Every Adoptee Is Unique

We are all unique and so are our adoption stories.  There is no one size fits all as to the experiences of any individual adoptee.

We should play close attention to our adoptions stories.  Because being adopted is still relatively rare among the people of society, our stories matter as a window on a practice that takes the children of one mother and places them with a mother with whom they have no genetic connection.

As writers, we must polish the imagery with which we tell our stories so that they can receive the attention they are due.

In my own family’s numerous adoption stories, I seek to find their positive rather than their negative aspects, while not denying nor hiding from that.  It is a reality and so, acceptance is an important part of healing any wounds that have occurred.

I search for the ways in which we have experienced life differently from those who without thought live the inherited version.  As I discover the truths within my own family’s stories, I edit the plot accordingly because the truth has become even more important to me as a result of it’s having been hidden for so long.

I also keep my eye on the philosophical implications of the changes to the experience of having been adopted that reformers and activists seek to make.

Approval

I came across a perception recently that adoptive parents are always hungry for stories coming from adoptees.  That what they are really seeking is approval that they are doing the right thing.

As adoptees are speaking up more in these modern times about how adoption has impacted their lives and affected their choices, the people who always had the privileged position in the adoption triad are now questioning their motives (or should be, if they aren’t).

What’s been done cannot be undone and the results are a fact of life.  That is the case for all of the adoptees in my own inner family circle.

But caring people should be paying attention because prospective parents could still seek to help a life be more stable by looking to the foster care system and offering a permanent solution for the older youth incarcerated within it.

Society could find it in it’s compassionate heart to be supportive of young women who find themselves pregnant with inadequate resources to parent their child.  We could find ways to help them rather than leave them at the mercy of a profit focused business model seeking to effectively sell their babies away from them.
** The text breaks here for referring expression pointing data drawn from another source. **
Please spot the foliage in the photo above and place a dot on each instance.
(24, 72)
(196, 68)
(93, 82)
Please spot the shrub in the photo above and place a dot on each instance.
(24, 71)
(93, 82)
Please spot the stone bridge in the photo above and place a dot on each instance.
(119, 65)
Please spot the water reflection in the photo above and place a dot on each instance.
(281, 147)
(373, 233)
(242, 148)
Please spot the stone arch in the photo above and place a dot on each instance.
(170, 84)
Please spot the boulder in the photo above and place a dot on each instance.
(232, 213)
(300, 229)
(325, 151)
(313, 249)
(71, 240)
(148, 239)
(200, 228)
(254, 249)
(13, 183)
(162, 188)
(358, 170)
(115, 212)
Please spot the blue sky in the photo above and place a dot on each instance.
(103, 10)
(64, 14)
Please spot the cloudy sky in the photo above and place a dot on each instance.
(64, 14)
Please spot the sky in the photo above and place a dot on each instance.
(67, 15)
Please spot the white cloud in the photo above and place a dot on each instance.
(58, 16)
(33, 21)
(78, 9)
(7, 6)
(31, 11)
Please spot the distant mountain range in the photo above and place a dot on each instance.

Every person and every action affects the whole collective.  It is said that the flutter of a butterfly’s wing can cause a tsunami of good around the world.  Adoptees are fluttering their wings these days.

 

It’s Better To Know

Searching for where an adoptee came from requires a special kind of courage.  It might be opening up a “can of worms” has my dad always believed.  There could be disappointment.  The relatives one finds are real people with real flaws and also a kind of beauty because they are a connection.  It is better to know who you are rather than live in a mystery.

For an adoptee, the connection to one’s ancestors has been broken. That matters.  When adoption is in one’s family history, those impacted only want answers and the truth. There isn’t a desire to disrupt anyone’s life. If relatives want to meet – wonderful – those I have met have been very helpful in filling in the understandable gaps in my ancestry.  Sharing the stories we weren’t there for can help us to heal.

Loss of the most sacred bond in life, that of a mother and child, is one of the most severe traumas and this loss will require long-term, if not lifelong, therapy.  If not therapy, then answers and a knowledge of something that is real and not falsified.

Finding one’s roots does not deny the love and value that one gives to the people who were there in life thanks to adoption.  The aunts and uncles and cousins and grandparents in my own life are treasured and held precious even if there is no true genetic bond with these.

A life can be symbolized by a circle – birth, maturity, old age and death – completion, rebirth or heaven.  Coming to know my roots has also been a kind of completion, a bringing the arc of my life full circle.